Legitimate pain patients are not addicts and the majority of them don’t convert to being one just because they have taken the medicine for years. The governor of Alabama, ( Bentley) said and I quote, ” Long term use of opioids causes addiction.” Really? He used to be a dermatologist. This is the kind of thing ignorant politicians say but a doctor?. This governor must not have been educated in any pain management in medical school. Now because of his statement? Doctors across AL and in Birmingham were the medical school is, they are scared to death of treating pain with medicine. They prefer spinal cord stimulators, pain pumps and invasive procedures.
I wonder why we are being sent backwards in time? Back to when no one had any chronic pain relief? It looks like that to me.

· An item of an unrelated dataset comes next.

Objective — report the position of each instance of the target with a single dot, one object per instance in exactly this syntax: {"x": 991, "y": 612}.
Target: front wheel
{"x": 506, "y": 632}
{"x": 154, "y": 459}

It seems our government is doing all they can on who and IF anyone needs pain care at all. Forget our doctors exams and recommendations. Those don’t count anymore according to the gov agencies.
The government practices medicine now.
The conversation relating to pain care has gotten so far off track that never would I believed that the CDC would impose on the FDA and the medical communities decision on treating pain in America. What? That’s nuts!
Heroin addiction was not caused by legitimate pain patients. It was caused by the drug addicts when the pill mills dried up and it filled the void for them. Not pain patients. Patients just suffer with nothing and some commit suicide. The words, ” Pain patient” and “heroin”? Should NEVER be mentioned at the same time. I believe this is why so many patients are perceived as addicts when they are not. The media created this. Maybe Donald Trump isn’t so far off when it comes to media. They lie, take things out context to sensationalize opiates and addiction for their ratings and gain.
I am sorry I got off topic but felt the need to say something.
The fight for pain care needs to grow much larger, much harder, and more brave than ever if pain relief is going to remain. Doctors need to NOT fear treating it.
Maybe we need lobbyists representing our cause.
Is this a dream?
I’m Done ranting.. If you don’t want to post this comment to your blog, I understand. I’m just so frustrated with the status quo.
Thank you Dr. Fudin for all you do.
Actually, for various reasons Donna, I don’t believe that the nasal spray is the best option, but it is an option. See New Naloxone Technologies To Reduce Opioid Overdose Fatalities.
I would like to share a sad story I encountered by me while working in a community pharmacy: A ~20 years old gentleman approached the pharmacy counter asking if we carry “Narcan” as his father is “not waking up” and he “feels it’s the pain meds”. He said that he tried “yelling at him, slapping him, and pouring water on his face”. When asked “Did you call 911” , he replied “that was the SECOND thing on my list”.